I've seen this type before without knowing what it means. Does it mean something and/or does it have a name?

Prelude> :m Data.Functor
Prelude Data.Functor> :t flip . (flip (<$>))
flip . (flip (<$>))
:: Functor ((->) b) => (b -> a) -> b -> (a -> c) -> c
Was it helpful?

Solution 2

To add to Matt Fenwick and josefg's more technical answers, the ((->) a can be read as the type constructor that forms values that depend on an a. One example: suppose you have teams whose membership varies over time. One possible way to represent this is like this:

-- | The type of a's that depend on a point in time, using t as the timeline type.
type Historical t a = t -> a

observe :: Historical t a -> t -> a
observe = ($)

-- | The membership of a team is a list of persons whose composition can change
-- from day to day.
membership :: Team -> Historical Day [Person]
membership = ...

((->) a) is a Functor, Applicative and Monad, which means that the type class operations are available, and they have very useful interpretations when used with Historical t.

First example: fmap applies a function to a time-dependent value.
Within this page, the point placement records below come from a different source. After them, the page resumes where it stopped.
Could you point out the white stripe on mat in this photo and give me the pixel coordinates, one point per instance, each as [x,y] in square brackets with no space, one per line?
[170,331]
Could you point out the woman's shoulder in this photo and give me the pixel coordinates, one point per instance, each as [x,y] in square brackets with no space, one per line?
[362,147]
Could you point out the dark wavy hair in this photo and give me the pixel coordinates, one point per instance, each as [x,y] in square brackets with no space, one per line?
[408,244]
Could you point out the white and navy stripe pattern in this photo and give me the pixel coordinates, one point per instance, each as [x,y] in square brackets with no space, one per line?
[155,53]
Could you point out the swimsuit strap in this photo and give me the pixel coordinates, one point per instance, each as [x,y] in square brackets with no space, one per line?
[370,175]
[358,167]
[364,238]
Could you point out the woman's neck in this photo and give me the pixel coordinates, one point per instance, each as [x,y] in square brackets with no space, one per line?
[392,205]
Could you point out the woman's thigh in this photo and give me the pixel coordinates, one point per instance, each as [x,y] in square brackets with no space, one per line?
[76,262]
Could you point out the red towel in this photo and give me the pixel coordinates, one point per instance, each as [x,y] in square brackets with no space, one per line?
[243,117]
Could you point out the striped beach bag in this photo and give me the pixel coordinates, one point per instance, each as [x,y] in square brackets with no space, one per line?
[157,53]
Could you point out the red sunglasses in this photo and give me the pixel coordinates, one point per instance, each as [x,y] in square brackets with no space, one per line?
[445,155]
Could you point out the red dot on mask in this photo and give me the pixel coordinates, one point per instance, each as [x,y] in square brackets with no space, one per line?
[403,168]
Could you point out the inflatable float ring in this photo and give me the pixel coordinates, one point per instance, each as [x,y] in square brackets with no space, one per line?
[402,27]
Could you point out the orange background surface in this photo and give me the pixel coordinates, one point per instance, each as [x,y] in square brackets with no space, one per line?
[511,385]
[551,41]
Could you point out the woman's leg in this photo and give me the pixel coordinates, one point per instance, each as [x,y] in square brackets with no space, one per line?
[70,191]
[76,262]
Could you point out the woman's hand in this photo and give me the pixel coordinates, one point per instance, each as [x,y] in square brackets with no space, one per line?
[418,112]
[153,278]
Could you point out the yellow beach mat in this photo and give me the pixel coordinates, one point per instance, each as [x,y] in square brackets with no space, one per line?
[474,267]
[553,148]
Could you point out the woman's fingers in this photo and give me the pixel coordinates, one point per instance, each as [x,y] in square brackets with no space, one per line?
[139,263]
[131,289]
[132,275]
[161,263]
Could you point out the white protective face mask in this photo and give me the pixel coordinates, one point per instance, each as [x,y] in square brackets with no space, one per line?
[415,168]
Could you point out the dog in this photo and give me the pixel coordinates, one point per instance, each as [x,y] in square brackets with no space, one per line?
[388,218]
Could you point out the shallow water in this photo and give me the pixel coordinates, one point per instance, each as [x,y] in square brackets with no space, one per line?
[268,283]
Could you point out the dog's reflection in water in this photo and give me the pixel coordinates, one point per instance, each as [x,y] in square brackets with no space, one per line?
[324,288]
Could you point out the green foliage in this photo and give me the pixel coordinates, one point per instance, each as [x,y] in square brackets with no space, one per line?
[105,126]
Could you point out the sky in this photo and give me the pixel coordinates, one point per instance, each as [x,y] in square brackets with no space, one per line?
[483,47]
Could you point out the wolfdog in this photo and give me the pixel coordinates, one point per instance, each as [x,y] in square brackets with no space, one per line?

So for example,

-- The number of persons in a Team, depending on the Day:
membershipCount :: Team -> Historical Day Int
membershipCount = fmap length . membership

The Applicative <*> operation gives you simultaneity:

-- The joint membership of team1 and team2, depending on the Day:
(++) <$> membership team1 <*> membership team2 :: Historical Day [Person]

Though actually, since we have instance Monoid [a] and instance Monoid m => Monoid t -> m, the previous example can be written like this:

import Data.Monoid

membership team1 ++ membership team2

Monad gives you composition:

personToManager :: Person -> Historical Day Manager
personToManager = ...

managerToVP :: Manager -> Historical Day VP
managerToVP = ...

personToVP :: Person -> Historical Day VP
personToVP p = personToManager p >>= managerToVP

Note also that ((->) r is exactly the same as the Reader r monad. If you understand the code above you pretty much understand Reader.


EDIT: I should clarify that time-dependent values is just one use of the function/Reader monad. There are other uses; the classic example use case of the Reader monad is to thread configuration values through a computation. It's got rather more uses than just that, as the example above shows.

OTHER TIPS

Actually, ((->) a) is not a type but a partially applied type constructor.

Just like functions, type constructors can be partially applied in Haskell.

You can check the kind of something in GHCi:

ghci> :k (->)
(->) :: * -> * -> *

ghci> :k (->) Int
(->) Int :: * -> *

All values have types of kind *; type constructors have kinds like * -> *, * -> * -> *, etc.

In Haskell, (->) a is from a -> something. Remember that you can turn an operator to a prefixed function by using parans. ie (+) 1 1 == 2. So in this case the "operator" is the type constructor ->. It's used this way because a functor needs a type constructor with 1 variable, but -> has 2. So we partially apply it.

It may help you to realize that <$> for ((->) a) is just (.)